The editing rhythm is part of that, I think another thing that really makes it is the way the sequences are allowed to build. That Parkour sequence is probably close to 10 minutes, which is very long by modern movie standards. A fight or chase scene in the Bourne mold tends to be very short, the Quantum car chase is 2 minutes. The added length lets the action scene breathe and have its own 3 act structure, and makes it a memorable set-piece that stands out in your mind. This is something that Speilberg absolutely mastered with the Indiana Jones series, every action set-piece is memorable and stands out in your memory.
A movie like Quantum, or the Transformers flicks, has tons of action in volume, but it tends to be lots and lots of short sequences. Quantum probably has like 10 different action scenes, maybe more, and they're all under 3 minutes, whereas Casino Royale has maybe 4, but more in the 6-10 minute range.
I think this is why a lot of modern action films feel monotonous, none of the action stands out or is memorable enough to make an impression, so all you end up remembering is kind of a fog of explosions. That's certainly my experience with the Transformers series.
The reason for that is the sound is literally the only reason you have an idea what is going on in those scenes. The image is so incoherent, they are forced to use the audio to try to convey what is even happening. Seriously, try watching the Quantum chase with no sound. There was a video essay about this about a year back.
Ya I've gotten as far as Tarkovsky on that chart, haven't heard of anyone blow that. Considering how amazing so many of Tarkovsky's films are, it's comforting to know there's dozens of potentially great directors who's work I haven't seen or heard of yet.
Yeah, they introduced it and did nothing with it. Makes me wonder if they'll pick up that thread going forward, or if they're going to use brand new villains. The next 2 movies are said to be closely tied together, so perhaps they do something where bond has to take Quantum down over 2 movies, bringing things full circle to Casino Royale.

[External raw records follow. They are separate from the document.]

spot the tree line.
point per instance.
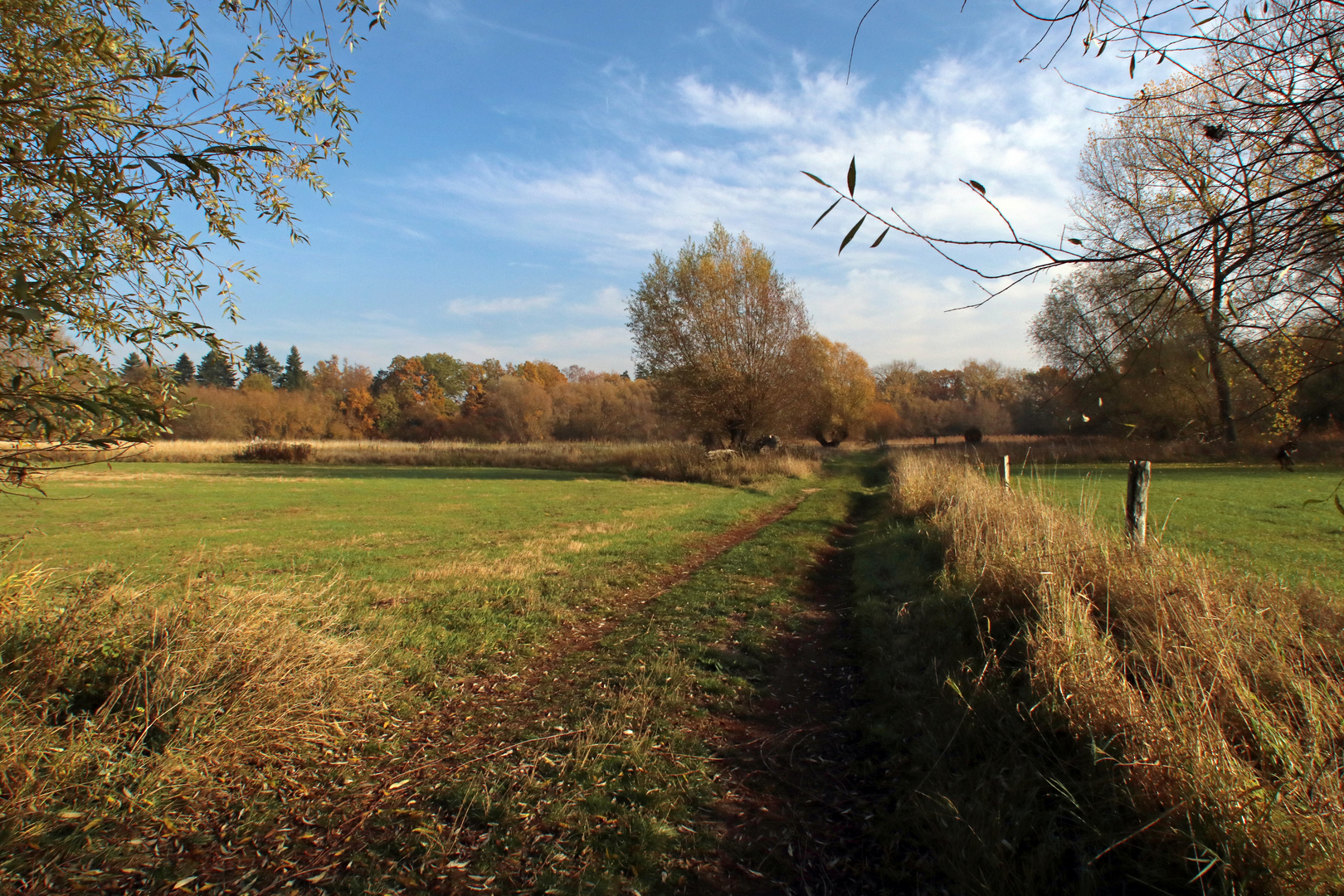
(1202, 278)
(726, 353)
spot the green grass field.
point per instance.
(1253, 518)
(519, 761)
(448, 564)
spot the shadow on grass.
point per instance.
(981, 791)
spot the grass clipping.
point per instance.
(141, 711)
(1218, 694)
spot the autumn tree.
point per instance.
(836, 390)
(718, 332)
(117, 127)
(1183, 208)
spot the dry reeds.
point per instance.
(1220, 694)
(670, 461)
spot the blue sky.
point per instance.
(518, 163)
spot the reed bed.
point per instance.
(1216, 694)
(670, 461)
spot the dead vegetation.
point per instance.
(1220, 696)
(668, 461)
(136, 716)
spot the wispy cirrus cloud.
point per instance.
(682, 155)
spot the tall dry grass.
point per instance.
(671, 461)
(132, 715)
(1218, 694)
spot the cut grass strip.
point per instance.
(598, 777)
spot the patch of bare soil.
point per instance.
(793, 818)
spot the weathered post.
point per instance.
(1136, 503)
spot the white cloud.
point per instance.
(686, 153)
(503, 305)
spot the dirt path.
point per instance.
(795, 820)
(789, 817)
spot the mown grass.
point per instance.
(1252, 518)
(628, 802)
(225, 681)
(438, 564)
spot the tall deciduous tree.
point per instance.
(114, 125)
(838, 390)
(718, 329)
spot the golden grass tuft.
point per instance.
(151, 709)
(1220, 694)
(668, 461)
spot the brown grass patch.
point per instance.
(667, 461)
(139, 713)
(1220, 694)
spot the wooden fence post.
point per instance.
(1136, 503)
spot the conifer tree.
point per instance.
(217, 370)
(184, 371)
(257, 359)
(295, 377)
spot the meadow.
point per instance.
(1213, 694)
(440, 674)
(448, 563)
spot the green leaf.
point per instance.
(850, 236)
(825, 212)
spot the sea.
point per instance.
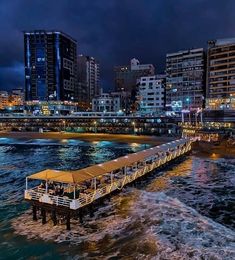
(183, 211)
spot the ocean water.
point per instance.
(185, 211)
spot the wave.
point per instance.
(139, 224)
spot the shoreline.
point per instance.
(125, 138)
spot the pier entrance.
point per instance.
(69, 193)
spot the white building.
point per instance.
(106, 102)
(150, 96)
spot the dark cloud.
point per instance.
(113, 31)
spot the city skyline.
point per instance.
(112, 32)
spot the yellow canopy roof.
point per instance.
(90, 172)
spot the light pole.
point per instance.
(64, 124)
(95, 124)
(133, 123)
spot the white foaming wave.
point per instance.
(156, 226)
(181, 232)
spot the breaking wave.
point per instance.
(138, 225)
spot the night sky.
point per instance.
(113, 31)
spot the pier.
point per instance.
(72, 193)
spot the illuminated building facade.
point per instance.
(126, 76)
(150, 96)
(221, 74)
(88, 78)
(185, 79)
(7, 101)
(3, 99)
(50, 66)
(106, 102)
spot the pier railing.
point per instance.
(149, 164)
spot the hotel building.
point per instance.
(185, 79)
(221, 74)
(50, 66)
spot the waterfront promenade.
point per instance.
(145, 139)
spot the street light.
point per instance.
(133, 123)
(95, 123)
(64, 124)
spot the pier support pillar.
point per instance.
(80, 214)
(91, 212)
(44, 218)
(68, 227)
(34, 213)
(54, 219)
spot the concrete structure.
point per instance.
(3, 99)
(50, 66)
(150, 95)
(106, 102)
(9, 100)
(127, 75)
(88, 78)
(221, 74)
(185, 82)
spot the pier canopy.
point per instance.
(79, 176)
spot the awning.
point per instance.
(79, 176)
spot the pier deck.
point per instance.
(82, 187)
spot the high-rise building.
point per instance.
(221, 74)
(88, 78)
(4, 97)
(106, 102)
(150, 95)
(126, 76)
(185, 79)
(50, 66)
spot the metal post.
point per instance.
(44, 219)
(74, 191)
(54, 217)
(34, 213)
(68, 222)
(95, 183)
(111, 177)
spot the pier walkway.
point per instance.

Believe she was tied up. That is probably the weak point for a lot of people though, because Bond's and the movie's reaction to what happens to her feels really weird and off. The movie literally almost immediately forgets about her the second she's dead, and we're playing triumphant music of the villain being captured, while she's slumped over dead in the background.
I don't mind it just because all of Cameron's movies pretty much look that way, so if he wants to grade it in that direction to make it consistent, more power to him, it'd be different if he was doing that just to be trendy. Also, grading aside, it's visually a phenomenal blu-ray transfer, crazy detailed without losing the film grain. It looks amazing.
Ya you can argue plot nitpicks, but everything about it aesthetically as well as camera placement and editing, is outstanding.
QOS....if you think that movie makes more sense story-wise...I dunno, I honestly remember so little about it that I'm in no position to argue the point. It felt mostly like a total mess at the time, not standing on its own as a good bond story, and failing miserably as an epilogue to Casino Royale by having bond get side-tracked into some stupid water economics storyline instead of chasing the people responsible for Vesper's death.
And it's practically a war-crime against action staging and geography, so there's that. I don't HATE that one, but it's really weak.